As I watch these boys carouse about town, always outside, always moving, I hold two diametrically opposed thoughts in my head at the same time – first, is my worry for them, a worry that they will be hit by a car or accidentally drowned or that some other ill-fated event will befall them. Second is jealousy. My children have a mother who worries about them as they play in the yard. I let them, but I also fear that a stranger may come and snatch them away, or that a dead tree trunk will fall on them, or a rabid fox with bite them. I watch them from every window, throw open the door and call out. I won’t let my eight year old ride her bike on the road or down to her friend’s house, in part because worry, but also because I fear what neighbors or passersby might think. I feel I afford my children a great amount of freedom compared to many of their peers, but never, I don’t think, will they have the freedom of those boys, freedom that many children and generations past had been given.
I think we live in a world with much worry and fear – we worry for our children, we fear our fellow humans, even those who live and work in our very communities. Because of this, many of us keep our children close and give a narrow-eyed look to those who let their children wander off for huge portions of the day, discouraging others who might be inclined to do the same. I understand this worry and fear, because I have it, too, but I also remember my own nomadic childhood (though perhaps not quite as free as those townie boys) and stories my parents told of days spent disappearing into their perspective towns and forests and beaches, with no way for their parents to reach them (though, of course, the locals who knew them would be sure to phone their mothers should any mischief occurred – which it occasionally did).
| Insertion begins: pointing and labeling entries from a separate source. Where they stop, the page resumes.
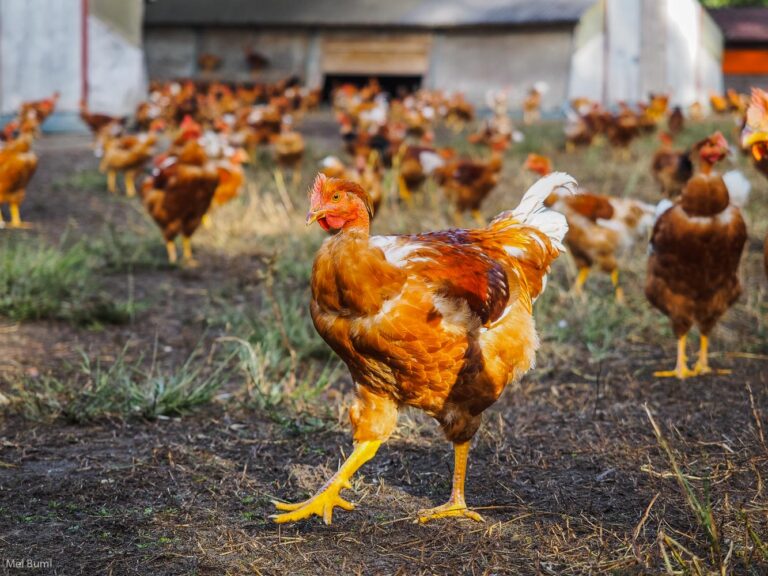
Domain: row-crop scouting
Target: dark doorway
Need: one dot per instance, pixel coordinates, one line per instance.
(394, 85)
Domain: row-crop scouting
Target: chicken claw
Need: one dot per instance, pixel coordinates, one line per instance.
(681, 370)
(321, 504)
(447, 510)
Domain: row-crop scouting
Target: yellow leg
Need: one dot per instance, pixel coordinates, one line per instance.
(702, 364)
(405, 193)
(186, 247)
(619, 289)
(456, 506)
(15, 215)
(323, 503)
(681, 371)
(130, 183)
(581, 280)
(170, 247)
(112, 181)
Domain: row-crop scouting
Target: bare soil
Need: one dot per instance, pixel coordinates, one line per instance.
(566, 469)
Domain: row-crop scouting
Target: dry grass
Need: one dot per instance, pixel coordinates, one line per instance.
(588, 466)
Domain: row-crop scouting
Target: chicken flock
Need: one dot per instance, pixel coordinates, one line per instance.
(440, 320)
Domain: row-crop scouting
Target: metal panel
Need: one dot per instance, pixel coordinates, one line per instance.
(340, 13)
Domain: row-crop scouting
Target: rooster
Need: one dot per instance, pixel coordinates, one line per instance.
(441, 321)
(696, 247)
(676, 121)
(289, 150)
(96, 122)
(231, 176)
(415, 164)
(718, 103)
(178, 195)
(18, 163)
(468, 182)
(754, 137)
(128, 154)
(600, 227)
(41, 109)
(671, 168)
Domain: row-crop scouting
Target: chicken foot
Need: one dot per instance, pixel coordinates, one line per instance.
(702, 364)
(112, 181)
(456, 505)
(619, 289)
(170, 247)
(130, 183)
(186, 247)
(681, 370)
(323, 503)
(581, 279)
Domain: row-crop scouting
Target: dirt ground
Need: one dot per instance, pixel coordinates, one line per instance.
(566, 470)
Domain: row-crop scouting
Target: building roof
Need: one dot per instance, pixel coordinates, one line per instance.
(365, 13)
(743, 25)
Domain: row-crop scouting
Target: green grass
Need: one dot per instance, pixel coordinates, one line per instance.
(123, 389)
(84, 180)
(38, 281)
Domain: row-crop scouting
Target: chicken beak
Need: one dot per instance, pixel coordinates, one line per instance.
(753, 138)
(314, 215)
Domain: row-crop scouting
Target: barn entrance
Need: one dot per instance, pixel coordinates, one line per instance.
(394, 85)
(398, 61)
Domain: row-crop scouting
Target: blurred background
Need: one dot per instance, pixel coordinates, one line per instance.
(106, 51)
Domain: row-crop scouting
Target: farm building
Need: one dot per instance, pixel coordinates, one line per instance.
(83, 49)
(578, 47)
(745, 63)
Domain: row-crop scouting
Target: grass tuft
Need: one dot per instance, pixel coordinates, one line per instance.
(123, 389)
(38, 281)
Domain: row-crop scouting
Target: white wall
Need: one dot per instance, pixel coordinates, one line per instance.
(475, 62)
(116, 77)
(39, 52)
(662, 45)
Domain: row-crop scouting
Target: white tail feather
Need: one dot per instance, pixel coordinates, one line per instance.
(534, 198)
(532, 211)
(738, 187)
(430, 161)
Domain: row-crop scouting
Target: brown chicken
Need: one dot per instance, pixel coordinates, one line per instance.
(231, 180)
(671, 168)
(128, 154)
(96, 122)
(600, 227)
(415, 165)
(467, 183)
(676, 121)
(622, 130)
(41, 109)
(532, 106)
(289, 151)
(718, 103)
(754, 136)
(696, 247)
(18, 163)
(178, 195)
(440, 321)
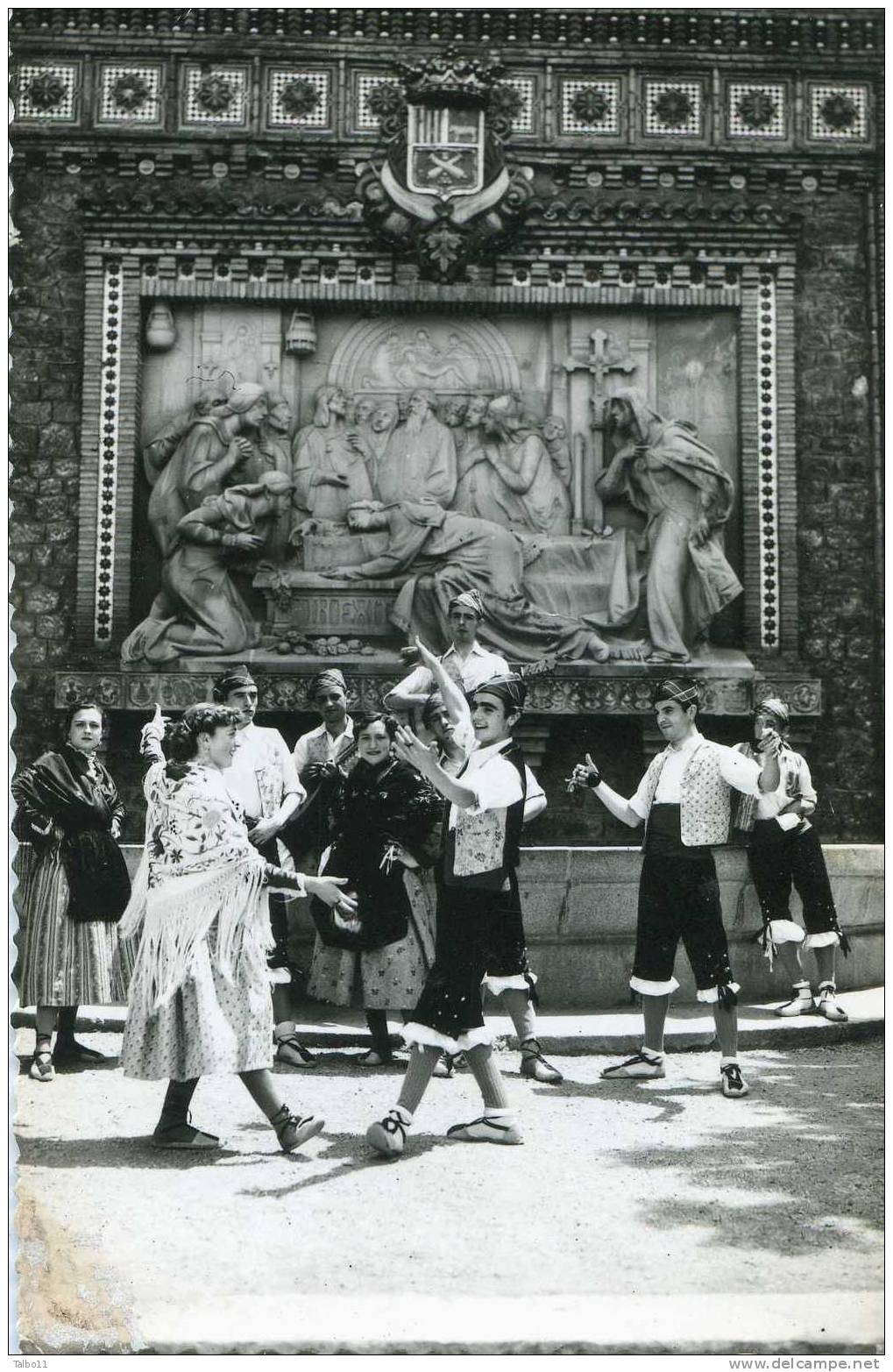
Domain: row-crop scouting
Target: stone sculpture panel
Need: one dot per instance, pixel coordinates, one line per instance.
(493, 437)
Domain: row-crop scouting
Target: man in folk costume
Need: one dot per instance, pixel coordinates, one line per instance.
(325, 744)
(262, 777)
(465, 660)
(480, 929)
(684, 801)
(446, 725)
(783, 850)
(322, 757)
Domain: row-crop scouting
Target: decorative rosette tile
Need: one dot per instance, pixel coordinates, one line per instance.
(590, 107)
(756, 111)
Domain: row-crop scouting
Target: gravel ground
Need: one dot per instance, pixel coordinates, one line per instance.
(657, 1187)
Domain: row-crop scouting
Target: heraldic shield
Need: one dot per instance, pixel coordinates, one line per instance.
(444, 150)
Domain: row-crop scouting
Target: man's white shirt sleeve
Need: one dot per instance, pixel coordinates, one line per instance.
(497, 785)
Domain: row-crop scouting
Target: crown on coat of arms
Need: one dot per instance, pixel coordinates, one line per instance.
(449, 77)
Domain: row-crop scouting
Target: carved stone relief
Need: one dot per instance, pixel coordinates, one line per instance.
(489, 437)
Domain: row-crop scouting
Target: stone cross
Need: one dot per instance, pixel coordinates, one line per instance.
(599, 364)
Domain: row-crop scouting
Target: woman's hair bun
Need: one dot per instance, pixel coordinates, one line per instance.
(180, 738)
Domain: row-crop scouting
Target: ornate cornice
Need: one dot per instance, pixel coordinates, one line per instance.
(706, 33)
(570, 692)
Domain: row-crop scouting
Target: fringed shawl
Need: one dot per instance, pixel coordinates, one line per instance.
(198, 869)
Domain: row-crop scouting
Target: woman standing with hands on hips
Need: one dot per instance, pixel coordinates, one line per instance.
(69, 810)
(199, 996)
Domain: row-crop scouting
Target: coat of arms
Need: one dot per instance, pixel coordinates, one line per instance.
(442, 182)
(444, 153)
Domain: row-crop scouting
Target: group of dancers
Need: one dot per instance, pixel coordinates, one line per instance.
(237, 826)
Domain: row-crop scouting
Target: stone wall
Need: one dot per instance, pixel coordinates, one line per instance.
(840, 585)
(580, 907)
(47, 347)
(837, 512)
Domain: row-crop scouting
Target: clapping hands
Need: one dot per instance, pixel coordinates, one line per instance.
(585, 774)
(410, 750)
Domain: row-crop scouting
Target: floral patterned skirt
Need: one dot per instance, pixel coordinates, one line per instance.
(383, 978)
(210, 1027)
(66, 962)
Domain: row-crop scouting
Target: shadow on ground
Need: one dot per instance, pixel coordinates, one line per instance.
(789, 1176)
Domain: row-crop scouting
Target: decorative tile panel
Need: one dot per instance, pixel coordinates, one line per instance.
(129, 95)
(298, 99)
(47, 92)
(216, 96)
(839, 113)
(526, 87)
(590, 106)
(672, 109)
(365, 114)
(756, 111)
(767, 504)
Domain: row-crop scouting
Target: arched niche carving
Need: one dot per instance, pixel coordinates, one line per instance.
(450, 357)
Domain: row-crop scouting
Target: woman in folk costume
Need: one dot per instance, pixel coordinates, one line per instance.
(69, 810)
(783, 850)
(385, 826)
(199, 998)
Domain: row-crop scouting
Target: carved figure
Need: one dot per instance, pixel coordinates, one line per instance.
(361, 410)
(556, 439)
(667, 473)
(164, 444)
(328, 461)
(531, 494)
(211, 451)
(420, 459)
(472, 488)
(463, 553)
(385, 420)
(274, 456)
(453, 415)
(199, 611)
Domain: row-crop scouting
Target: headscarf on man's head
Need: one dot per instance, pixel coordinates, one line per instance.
(774, 709)
(328, 678)
(468, 600)
(243, 397)
(684, 693)
(509, 689)
(232, 679)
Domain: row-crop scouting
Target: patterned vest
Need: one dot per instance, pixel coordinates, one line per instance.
(705, 796)
(268, 769)
(318, 750)
(485, 848)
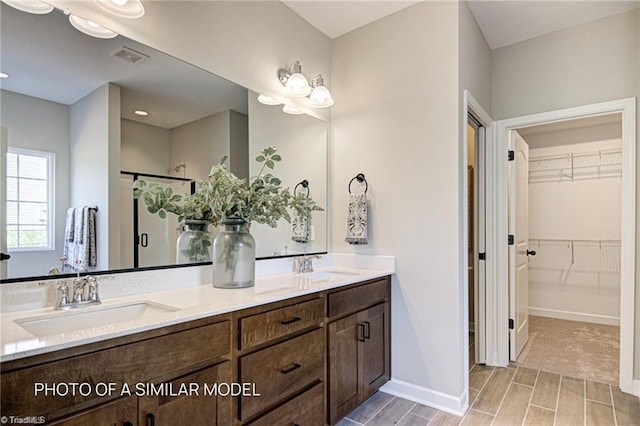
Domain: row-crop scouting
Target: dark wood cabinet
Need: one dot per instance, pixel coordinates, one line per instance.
(358, 348)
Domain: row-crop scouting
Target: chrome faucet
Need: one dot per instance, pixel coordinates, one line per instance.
(80, 297)
(304, 264)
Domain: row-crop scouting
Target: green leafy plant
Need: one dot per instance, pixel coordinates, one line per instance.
(222, 195)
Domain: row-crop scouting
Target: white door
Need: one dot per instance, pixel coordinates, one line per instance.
(3, 202)
(518, 263)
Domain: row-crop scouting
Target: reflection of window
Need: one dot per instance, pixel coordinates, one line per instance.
(29, 199)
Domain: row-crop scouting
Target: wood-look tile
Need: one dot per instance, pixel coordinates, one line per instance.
(347, 422)
(514, 406)
(525, 376)
(365, 411)
(479, 376)
(599, 392)
(424, 411)
(570, 403)
(545, 393)
(445, 419)
(573, 379)
(599, 414)
(392, 412)
(538, 416)
(626, 406)
(476, 418)
(413, 420)
(491, 395)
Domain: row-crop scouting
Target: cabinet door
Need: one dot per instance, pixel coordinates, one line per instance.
(190, 409)
(345, 372)
(121, 412)
(375, 348)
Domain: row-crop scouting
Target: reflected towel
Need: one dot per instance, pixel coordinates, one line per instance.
(357, 219)
(300, 229)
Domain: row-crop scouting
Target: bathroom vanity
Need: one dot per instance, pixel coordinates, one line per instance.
(296, 349)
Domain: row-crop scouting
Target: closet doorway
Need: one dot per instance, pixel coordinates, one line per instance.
(572, 256)
(505, 283)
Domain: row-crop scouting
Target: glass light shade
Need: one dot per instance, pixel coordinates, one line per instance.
(90, 28)
(292, 109)
(30, 6)
(123, 8)
(268, 100)
(320, 97)
(297, 85)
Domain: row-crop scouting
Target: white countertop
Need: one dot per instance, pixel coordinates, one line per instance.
(192, 302)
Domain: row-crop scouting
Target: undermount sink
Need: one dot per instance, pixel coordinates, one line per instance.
(83, 318)
(329, 275)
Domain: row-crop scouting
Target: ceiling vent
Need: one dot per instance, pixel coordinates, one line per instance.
(130, 55)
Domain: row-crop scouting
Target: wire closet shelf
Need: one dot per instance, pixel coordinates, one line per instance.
(571, 166)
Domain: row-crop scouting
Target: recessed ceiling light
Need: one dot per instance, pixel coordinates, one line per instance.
(30, 6)
(91, 28)
(268, 100)
(292, 109)
(123, 8)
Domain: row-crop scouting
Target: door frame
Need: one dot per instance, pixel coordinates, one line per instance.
(500, 287)
(473, 107)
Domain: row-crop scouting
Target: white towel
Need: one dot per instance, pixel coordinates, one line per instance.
(80, 250)
(300, 229)
(357, 219)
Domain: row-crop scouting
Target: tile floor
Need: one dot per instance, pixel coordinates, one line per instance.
(511, 396)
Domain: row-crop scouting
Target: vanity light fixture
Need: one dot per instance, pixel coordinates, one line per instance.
(90, 28)
(320, 97)
(268, 100)
(30, 6)
(294, 82)
(131, 9)
(292, 109)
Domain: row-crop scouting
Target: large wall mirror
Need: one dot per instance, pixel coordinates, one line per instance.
(74, 141)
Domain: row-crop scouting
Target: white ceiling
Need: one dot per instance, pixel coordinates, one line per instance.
(48, 59)
(502, 22)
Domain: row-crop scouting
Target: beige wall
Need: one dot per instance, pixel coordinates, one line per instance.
(402, 132)
(594, 62)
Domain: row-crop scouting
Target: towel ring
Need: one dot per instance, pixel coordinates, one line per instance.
(360, 178)
(304, 184)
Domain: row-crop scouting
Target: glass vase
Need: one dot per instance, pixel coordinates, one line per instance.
(194, 243)
(234, 256)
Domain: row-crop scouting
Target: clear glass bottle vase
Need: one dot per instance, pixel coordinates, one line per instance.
(194, 243)
(234, 255)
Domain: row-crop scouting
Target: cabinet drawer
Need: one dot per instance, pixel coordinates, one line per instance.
(141, 361)
(261, 328)
(354, 299)
(304, 410)
(281, 370)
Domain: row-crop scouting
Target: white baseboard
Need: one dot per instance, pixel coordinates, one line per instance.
(574, 316)
(451, 404)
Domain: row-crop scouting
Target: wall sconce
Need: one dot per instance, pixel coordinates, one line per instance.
(30, 6)
(90, 27)
(296, 85)
(294, 82)
(320, 97)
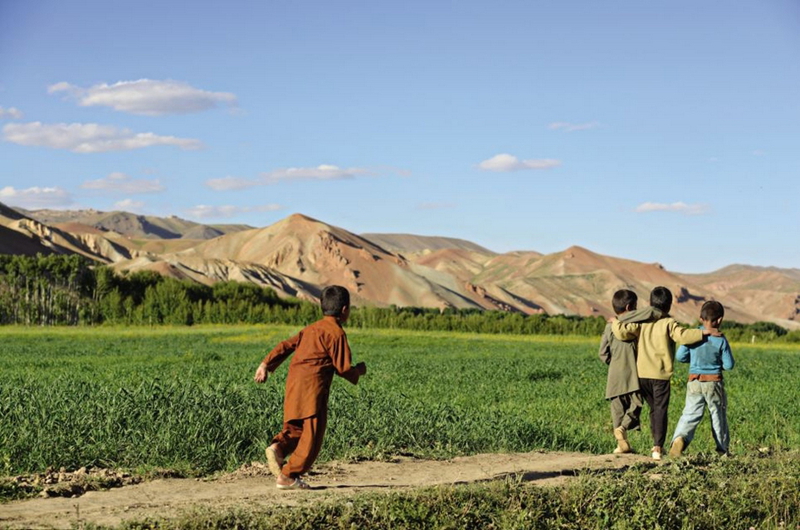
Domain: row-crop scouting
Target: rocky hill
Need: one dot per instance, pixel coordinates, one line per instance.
(133, 225)
(298, 255)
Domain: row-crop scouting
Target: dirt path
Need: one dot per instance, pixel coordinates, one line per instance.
(253, 486)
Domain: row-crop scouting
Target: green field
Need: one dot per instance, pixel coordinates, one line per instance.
(183, 398)
(182, 401)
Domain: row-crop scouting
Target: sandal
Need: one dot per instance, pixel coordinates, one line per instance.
(298, 484)
(274, 462)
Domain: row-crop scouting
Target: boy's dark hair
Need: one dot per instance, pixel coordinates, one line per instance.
(624, 300)
(661, 298)
(711, 311)
(333, 299)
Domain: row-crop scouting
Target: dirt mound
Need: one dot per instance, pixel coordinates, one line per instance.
(253, 487)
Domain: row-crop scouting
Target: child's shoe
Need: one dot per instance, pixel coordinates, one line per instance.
(678, 445)
(621, 434)
(275, 459)
(286, 483)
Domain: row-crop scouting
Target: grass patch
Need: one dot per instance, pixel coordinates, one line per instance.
(698, 493)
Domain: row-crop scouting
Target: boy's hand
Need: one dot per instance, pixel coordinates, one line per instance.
(261, 373)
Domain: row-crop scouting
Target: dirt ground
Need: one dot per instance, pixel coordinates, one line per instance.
(254, 487)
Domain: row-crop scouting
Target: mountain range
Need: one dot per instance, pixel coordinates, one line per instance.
(298, 255)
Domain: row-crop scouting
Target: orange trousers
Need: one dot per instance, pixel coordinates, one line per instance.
(302, 439)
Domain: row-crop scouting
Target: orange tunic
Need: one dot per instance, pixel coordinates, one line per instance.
(320, 350)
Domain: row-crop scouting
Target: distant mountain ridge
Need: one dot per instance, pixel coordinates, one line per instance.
(299, 255)
(134, 225)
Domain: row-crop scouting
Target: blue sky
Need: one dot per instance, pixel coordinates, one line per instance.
(656, 131)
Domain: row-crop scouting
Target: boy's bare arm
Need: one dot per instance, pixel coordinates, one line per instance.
(342, 361)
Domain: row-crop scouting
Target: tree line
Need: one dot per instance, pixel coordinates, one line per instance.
(71, 290)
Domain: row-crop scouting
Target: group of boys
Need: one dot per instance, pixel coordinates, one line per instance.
(639, 347)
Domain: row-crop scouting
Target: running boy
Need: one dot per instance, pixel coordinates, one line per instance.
(622, 388)
(707, 360)
(321, 350)
(656, 357)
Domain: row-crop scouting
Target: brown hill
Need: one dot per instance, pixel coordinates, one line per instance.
(133, 225)
(305, 254)
(298, 255)
(410, 244)
(767, 291)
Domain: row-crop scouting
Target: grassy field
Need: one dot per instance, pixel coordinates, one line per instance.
(183, 398)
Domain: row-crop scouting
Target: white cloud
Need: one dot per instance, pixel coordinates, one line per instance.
(129, 205)
(231, 183)
(506, 162)
(10, 113)
(89, 137)
(322, 172)
(210, 212)
(570, 127)
(148, 97)
(36, 197)
(121, 183)
(679, 207)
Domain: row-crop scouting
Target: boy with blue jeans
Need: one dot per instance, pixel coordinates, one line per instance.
(705, 388)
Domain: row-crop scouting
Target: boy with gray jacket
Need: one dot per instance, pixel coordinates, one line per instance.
(622, 388)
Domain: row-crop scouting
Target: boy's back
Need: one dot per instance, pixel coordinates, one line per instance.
(709, 357)
(621, 359)
(320, 350)
(656, 345)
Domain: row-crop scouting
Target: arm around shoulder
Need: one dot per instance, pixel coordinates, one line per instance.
(625, 330)
(682, 335)
(605, 345)
(727, 356)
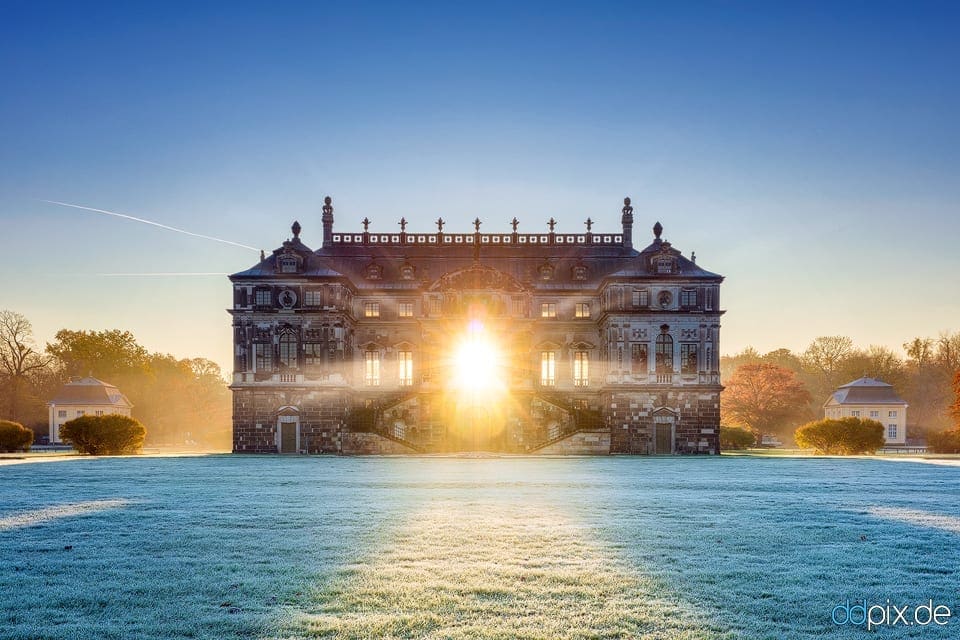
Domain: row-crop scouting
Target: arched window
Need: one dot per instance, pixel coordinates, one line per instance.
(288, 350)
(664, 353)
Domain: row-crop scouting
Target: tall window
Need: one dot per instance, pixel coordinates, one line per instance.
(548, 368)
(638, 357)
(312, 353)
(263, 356)
(371, 368)
(405, 367)
(688, 357)
(581, 369)
(664, 353)
(288, 350)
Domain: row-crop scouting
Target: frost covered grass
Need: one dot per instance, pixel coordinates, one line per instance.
(290, 547)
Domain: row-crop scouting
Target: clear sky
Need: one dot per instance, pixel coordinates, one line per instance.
(810, 152)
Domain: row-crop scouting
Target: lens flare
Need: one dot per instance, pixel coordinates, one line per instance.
(477, 362)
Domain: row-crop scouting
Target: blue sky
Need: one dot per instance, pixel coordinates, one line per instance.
(809, 152)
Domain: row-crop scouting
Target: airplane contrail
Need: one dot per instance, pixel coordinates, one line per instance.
(152, 223)
(163, 274)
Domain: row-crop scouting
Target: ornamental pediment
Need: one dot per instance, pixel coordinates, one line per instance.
(476, 277)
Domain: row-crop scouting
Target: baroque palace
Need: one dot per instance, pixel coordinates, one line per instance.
(412, 341)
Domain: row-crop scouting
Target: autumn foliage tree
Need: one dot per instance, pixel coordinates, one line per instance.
(763, 397)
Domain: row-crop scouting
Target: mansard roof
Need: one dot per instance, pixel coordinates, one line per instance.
(541, 261)
(90, 391)
(865, 391)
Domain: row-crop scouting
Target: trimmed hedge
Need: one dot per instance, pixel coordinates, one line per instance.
(104, 435)
(944, 441)
(14, 436)
(845, 437)
(733, 438)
I wonder what things might be like if we could let go of the worry and the fear, at least just a bit. At least just enough to allow our children to be outside unsupervised, to ride their bikes to a friend’s house, to go deep into the woods where our shouts are but a scant echo – still audible, but a reminder that they are in their own world, only just at the fingertips of the adults. If we, mothers and fathers, grandparents, aunts and uncles, all those good-hearted caretakers of children, could commit to give this gift to our children, we might collectively alleviate those worries, fears, and social anxieties of appearing as irresponsible parents. Then we can give our children the sweetest gift of childhood.